The defendant in a medical device MDL recently flagged an important and thorny issue that impacts many if not most MDL's.  And it has to do with bellwether trials and the selection of bellwether plaintiffs.

As we have noted, bellwethers come from the notion that it is highly unlikely, sometimes impossible, that all or even most cases in a multidistrict litigation will go to trial.  The theory is that properly selected bellwether plaintiffs can provide crucial information for the court and the parties that can contribute meaningfully to resolution of the overall litigation.  The selection of bellwether plaintiffs, accordingly, can advance or retard this goal.
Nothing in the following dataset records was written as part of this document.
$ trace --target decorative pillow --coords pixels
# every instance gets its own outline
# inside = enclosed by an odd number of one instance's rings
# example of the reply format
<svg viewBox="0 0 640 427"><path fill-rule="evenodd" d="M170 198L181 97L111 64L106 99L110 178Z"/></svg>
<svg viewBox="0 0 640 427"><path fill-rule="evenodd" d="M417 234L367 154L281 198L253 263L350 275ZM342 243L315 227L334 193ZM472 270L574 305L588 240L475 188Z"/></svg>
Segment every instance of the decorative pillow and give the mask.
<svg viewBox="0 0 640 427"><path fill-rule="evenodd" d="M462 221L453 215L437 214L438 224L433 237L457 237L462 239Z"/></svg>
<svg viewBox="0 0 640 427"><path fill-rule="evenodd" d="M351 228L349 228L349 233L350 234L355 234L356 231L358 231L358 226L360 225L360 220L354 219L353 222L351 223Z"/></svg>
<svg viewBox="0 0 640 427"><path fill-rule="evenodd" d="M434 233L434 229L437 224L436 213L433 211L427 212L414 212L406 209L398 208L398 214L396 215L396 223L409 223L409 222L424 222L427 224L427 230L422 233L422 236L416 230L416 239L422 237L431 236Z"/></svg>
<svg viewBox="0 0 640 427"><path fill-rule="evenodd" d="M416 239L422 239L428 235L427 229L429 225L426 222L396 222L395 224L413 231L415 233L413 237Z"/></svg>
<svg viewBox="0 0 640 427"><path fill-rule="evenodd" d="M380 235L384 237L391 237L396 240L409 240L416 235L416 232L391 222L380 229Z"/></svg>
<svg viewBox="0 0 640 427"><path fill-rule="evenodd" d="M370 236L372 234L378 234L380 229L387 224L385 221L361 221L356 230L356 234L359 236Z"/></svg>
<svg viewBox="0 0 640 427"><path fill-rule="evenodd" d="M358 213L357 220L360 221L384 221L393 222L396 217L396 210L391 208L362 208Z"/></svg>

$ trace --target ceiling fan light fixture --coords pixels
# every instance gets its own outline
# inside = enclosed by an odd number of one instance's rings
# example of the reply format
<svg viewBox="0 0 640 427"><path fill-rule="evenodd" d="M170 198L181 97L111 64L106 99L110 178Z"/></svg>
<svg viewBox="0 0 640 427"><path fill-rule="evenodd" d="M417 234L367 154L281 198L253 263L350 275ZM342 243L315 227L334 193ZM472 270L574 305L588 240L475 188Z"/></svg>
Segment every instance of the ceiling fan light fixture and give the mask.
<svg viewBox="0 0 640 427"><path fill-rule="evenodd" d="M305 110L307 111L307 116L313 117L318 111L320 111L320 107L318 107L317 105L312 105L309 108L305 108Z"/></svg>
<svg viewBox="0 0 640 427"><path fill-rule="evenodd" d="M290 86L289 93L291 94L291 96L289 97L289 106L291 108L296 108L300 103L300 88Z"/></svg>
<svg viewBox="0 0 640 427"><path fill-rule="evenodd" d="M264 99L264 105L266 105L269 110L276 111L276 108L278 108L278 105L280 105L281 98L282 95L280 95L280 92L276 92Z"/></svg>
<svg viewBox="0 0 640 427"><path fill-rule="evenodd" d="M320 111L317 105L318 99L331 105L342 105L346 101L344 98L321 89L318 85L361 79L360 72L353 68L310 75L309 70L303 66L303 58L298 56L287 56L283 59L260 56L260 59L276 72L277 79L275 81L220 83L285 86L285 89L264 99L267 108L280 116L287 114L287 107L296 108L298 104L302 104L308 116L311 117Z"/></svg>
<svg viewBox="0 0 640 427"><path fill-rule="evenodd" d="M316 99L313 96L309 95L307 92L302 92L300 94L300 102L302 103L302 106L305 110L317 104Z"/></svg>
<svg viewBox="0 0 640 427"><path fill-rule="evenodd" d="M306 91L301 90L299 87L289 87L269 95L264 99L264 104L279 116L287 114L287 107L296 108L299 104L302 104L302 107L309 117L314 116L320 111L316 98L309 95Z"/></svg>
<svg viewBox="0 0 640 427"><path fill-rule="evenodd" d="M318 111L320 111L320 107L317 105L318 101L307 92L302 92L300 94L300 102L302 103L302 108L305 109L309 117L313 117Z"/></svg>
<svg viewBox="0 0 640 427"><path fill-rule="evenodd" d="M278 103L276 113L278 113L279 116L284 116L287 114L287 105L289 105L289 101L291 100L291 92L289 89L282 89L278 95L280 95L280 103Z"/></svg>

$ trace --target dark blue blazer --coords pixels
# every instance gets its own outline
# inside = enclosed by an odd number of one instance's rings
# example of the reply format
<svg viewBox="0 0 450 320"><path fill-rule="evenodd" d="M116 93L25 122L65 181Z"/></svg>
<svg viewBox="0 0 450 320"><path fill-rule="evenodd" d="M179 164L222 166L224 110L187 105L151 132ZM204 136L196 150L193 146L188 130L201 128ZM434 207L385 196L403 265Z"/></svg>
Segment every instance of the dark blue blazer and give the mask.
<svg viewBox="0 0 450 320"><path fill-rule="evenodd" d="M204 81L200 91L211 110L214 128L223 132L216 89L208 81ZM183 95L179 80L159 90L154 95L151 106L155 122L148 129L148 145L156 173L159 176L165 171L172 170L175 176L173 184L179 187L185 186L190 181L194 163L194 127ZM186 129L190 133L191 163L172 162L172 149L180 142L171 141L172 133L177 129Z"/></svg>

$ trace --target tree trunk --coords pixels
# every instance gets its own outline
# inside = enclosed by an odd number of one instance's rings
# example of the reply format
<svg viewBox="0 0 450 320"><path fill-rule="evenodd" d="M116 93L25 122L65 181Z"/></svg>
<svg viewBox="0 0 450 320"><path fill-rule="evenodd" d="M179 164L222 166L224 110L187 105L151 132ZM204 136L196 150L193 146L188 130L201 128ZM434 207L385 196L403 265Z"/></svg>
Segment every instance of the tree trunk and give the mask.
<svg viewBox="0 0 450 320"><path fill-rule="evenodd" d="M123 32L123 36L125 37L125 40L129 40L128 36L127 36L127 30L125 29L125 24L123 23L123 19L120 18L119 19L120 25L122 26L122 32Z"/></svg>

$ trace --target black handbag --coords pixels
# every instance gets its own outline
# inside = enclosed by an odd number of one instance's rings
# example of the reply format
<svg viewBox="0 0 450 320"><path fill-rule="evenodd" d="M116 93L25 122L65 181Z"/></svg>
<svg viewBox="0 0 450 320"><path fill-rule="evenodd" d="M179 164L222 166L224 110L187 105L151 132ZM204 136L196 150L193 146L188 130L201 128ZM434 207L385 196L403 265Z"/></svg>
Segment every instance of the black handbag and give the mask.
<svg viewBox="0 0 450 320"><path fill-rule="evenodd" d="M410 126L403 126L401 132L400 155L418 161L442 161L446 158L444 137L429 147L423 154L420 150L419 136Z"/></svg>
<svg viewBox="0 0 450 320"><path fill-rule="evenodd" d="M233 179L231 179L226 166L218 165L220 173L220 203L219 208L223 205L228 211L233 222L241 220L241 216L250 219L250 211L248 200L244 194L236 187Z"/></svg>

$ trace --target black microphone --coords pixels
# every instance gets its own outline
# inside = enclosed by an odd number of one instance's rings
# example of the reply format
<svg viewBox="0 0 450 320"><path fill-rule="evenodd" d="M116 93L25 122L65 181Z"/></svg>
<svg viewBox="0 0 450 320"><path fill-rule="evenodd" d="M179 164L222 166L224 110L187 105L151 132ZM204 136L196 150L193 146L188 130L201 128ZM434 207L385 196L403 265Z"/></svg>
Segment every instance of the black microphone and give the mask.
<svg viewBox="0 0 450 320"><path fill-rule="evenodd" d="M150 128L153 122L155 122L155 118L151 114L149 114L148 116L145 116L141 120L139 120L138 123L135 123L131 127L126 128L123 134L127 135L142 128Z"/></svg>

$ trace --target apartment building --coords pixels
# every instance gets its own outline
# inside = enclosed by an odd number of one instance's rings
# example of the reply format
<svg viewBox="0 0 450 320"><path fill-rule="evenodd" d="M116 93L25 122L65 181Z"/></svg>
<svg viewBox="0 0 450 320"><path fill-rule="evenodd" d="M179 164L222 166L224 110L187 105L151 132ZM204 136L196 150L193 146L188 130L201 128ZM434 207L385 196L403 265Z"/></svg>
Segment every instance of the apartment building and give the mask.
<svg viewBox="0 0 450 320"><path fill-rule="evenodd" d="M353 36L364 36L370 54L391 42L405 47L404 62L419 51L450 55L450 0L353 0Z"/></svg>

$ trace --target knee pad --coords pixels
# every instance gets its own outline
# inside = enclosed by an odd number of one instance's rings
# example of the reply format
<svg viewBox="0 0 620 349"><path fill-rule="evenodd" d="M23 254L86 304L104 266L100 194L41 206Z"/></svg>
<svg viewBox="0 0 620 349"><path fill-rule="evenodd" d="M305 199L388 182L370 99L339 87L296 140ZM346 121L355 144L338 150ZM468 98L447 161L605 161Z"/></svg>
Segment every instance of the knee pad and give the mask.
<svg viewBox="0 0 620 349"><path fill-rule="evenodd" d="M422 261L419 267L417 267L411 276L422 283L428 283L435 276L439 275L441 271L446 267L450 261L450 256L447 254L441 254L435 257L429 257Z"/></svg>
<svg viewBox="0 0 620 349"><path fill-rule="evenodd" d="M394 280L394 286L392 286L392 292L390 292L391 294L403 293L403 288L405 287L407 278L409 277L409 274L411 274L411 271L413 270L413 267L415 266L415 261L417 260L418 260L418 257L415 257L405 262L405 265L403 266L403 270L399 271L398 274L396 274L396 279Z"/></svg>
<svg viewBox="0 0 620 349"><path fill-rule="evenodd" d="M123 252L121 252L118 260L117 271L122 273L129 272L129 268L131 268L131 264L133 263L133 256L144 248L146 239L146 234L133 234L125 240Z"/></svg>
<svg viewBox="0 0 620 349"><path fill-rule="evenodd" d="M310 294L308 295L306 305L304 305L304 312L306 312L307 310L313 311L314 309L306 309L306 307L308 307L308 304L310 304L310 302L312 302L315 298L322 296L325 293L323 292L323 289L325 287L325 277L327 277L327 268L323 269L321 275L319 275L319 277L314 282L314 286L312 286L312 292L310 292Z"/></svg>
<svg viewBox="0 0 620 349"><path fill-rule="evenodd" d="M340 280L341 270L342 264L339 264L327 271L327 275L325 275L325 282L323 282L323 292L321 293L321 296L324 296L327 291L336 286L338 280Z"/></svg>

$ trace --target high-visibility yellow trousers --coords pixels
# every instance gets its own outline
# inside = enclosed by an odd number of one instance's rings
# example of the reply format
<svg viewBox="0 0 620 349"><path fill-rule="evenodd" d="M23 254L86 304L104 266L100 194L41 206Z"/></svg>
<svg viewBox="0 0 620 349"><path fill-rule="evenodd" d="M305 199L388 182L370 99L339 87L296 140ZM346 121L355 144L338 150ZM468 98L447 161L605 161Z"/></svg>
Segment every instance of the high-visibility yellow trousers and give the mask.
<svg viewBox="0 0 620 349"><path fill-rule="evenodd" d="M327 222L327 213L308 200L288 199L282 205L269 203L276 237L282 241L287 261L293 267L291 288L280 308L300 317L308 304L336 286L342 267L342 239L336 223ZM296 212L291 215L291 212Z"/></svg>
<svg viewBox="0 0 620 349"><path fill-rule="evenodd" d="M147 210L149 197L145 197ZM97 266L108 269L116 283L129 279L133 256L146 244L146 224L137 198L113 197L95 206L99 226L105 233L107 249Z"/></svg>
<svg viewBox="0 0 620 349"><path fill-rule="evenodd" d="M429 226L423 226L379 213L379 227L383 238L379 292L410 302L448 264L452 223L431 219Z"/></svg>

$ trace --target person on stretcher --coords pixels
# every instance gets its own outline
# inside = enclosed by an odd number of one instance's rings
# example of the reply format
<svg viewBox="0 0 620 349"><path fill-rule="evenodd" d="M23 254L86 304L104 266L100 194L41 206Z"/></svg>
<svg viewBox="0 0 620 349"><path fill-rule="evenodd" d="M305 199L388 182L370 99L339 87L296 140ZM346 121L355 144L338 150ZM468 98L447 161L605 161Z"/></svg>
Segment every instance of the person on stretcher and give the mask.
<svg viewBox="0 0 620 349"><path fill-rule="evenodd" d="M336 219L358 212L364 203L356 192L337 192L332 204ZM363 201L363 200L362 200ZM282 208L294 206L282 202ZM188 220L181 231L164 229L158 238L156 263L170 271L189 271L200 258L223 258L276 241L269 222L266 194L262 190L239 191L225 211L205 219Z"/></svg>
Courts and commentators have identified all measure of bellwether selection processes, using multiple different criteria, ranging from random selection, to selection by the court, to suggestions by the parties for selection by the court, a draft system of selection by the parties, and more.  Under almost any selection process, a potential monkey wrench toss occurs based on the fact that a selected plaintiff may, for many reasons, decide not to pursue his or her claim.  Particularly, if a selected plaintiff would not be a good strategic choice for plaintiffs' counsel or the other plaintiffs, there is tremendous incentive to abandon the claim in some fashion rather than have the trial.

Such abandonments/dismissals create a number of issues, with concerns of plaintiffs gaming the system, of remaining cases not meeting as well the goals of the bellwether process, and of delay. The latter arises because, often, only a subset of cases within the MDL are selected for case-specific discovery, and sometimes only a further subset of those are selected for full trial work-up. Thus the loss of bellwether cases to voluntary dismissal can necessitate a further round of work.  For example in In re: Cook Medical, Inc. Pelvic Repair System Products Liability Litigation, MDL No. 2440 (S.D. W.Va. 5/19/15) (responding to serial abandonment by plaintiffs of their own selections by ordering 253 more cases into the pool).

Defendants' brief in In Re: Zimmer Nexgen Knee Implant Products Liability Litigation, No. 1:11-cv-05468 (N.D. Ill.) is instructive: apparently more than a dozen bellwether plaintiffs were abandoned as they came up for trial. MDL courts have employed various methods to try to minimize this, such as use of Lone Pine-type orders, loss of draft picks or extra draft picks to the other side (so instead of alternating plaintiff and defendant choices, there may be two selections in a row by one side). None of those procedures are fully effective.

Here, defendant moved to compel participation (leading to dismissal); and then moved to preclude any future withdrawal or dismissal that was linked to any failure on the part of the plaintiff attorney to timely screen the case thoroughly.

It will be interesting to see the reaction and further development of deterrence.